Portland Department of Public Services employee, Troy Moon who participated in the workshop as well, said that incorporating this document into the city’s overhall Comprehensive Plan will “guide the city’s maintenance and treatment of this open space. If we can get the plan adopted, then we can start chipping away at specifics in the plan. This is important for us. It defines how we will care for the property going forward,” he said. Spirits Alive was founded in 2007 to care and advocate for this 6.8 acre parcel through preservation and public education. It’s the oldest cemetery in Portland, dating back to Colonial Days. It’s bordered by Congress Street, Mountfort Street and Federal Street to its south in the East Bayside neighborhood.
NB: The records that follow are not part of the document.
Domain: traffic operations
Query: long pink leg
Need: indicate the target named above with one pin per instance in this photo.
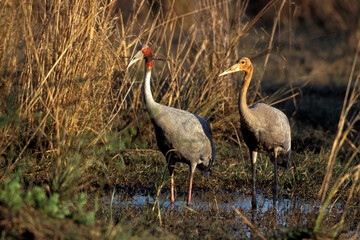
(192, 170)
(172, 188)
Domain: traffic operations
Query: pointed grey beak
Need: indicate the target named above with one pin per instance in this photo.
(138, 56)
(234, 68)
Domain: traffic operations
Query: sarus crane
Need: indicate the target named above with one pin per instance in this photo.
(265, 129)
(180, 135)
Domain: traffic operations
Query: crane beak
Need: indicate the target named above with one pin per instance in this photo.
(138, 56)
(234, 68)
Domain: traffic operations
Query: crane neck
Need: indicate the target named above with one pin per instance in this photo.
(245, 113)
(149, 101)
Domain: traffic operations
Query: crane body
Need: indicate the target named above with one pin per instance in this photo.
(180, 135)
(265, 129)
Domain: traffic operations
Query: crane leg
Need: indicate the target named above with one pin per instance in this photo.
(191, 176)
(253, 155)
(171, 171)
(275, 187)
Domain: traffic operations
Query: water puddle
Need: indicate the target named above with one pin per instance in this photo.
(219, 206)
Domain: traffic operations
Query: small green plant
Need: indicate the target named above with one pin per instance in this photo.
(14, 196)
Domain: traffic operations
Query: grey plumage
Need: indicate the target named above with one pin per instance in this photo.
(265, 129)
(181, 136)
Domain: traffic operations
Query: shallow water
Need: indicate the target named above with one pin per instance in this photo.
(289, 212)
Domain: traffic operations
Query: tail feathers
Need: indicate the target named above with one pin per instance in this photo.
(284, 160)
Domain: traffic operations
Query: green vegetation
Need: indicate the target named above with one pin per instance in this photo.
(76, 142)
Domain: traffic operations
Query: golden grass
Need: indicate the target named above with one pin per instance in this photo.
(66, 93)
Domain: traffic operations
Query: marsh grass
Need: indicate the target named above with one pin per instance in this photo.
(72, 117)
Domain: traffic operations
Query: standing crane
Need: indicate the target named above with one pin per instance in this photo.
(265, 129)
(180, 135)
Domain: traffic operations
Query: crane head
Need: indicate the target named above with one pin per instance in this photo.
(142, 51)
(243, 64)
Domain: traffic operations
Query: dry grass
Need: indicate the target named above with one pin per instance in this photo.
(69, 108)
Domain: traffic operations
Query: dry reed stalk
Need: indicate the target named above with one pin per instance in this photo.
(345, 126)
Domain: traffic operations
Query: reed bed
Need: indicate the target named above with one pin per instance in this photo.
(72, 119)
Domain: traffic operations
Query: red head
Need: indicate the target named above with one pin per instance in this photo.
(243, 64)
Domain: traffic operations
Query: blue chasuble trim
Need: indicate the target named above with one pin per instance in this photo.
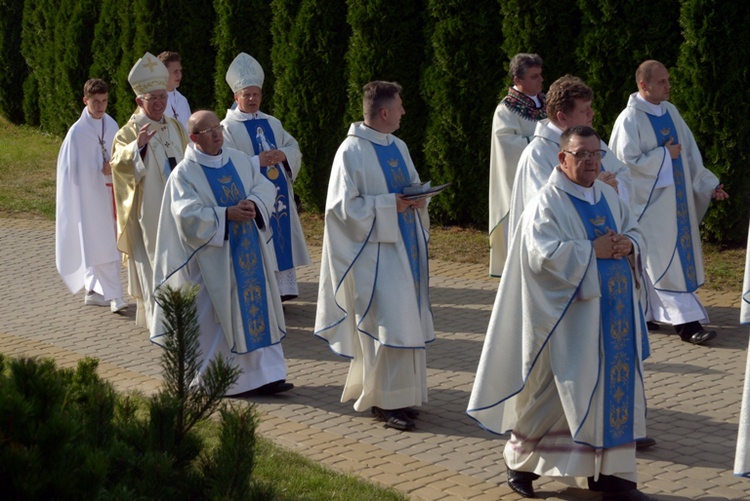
(397, 176)
(618, 340)
(247, 258)
(663, 128)
(263, 139)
Kimicki gave a powerpoint presentation to the board members in the city council chambers. She said the cemetery has undergone 344 years of benign neglect and that 50% of the original headstones remain. The plan cited vandalism in the cemetery and drug activity outside the Cemetery on Congress Street as major issues in is preservation. The plan suggests a zoning change to protect the cemetery from neighborhood and business noise in the area which will continue to deterioriate this historical site. Board member David Silk, pursued this idea suggesting staff review changing the zoning from ROS, recreation open space, to RPZ, reserve protection zone, which is applied to sensitive areas in Portland.
The Master Plan was prepared by: Michael Trinkley, Ph.D. and Debi Hacker of Chicora Foundation, Inc., Box 8664, Columbia, SC 29202 803-787-6910 www.chicora.org
That zoning review will be available at the Planning Board’s next meeting on Tuesday, March 27th, when there will be an opportunity for public comment before going on to the City Council for approval.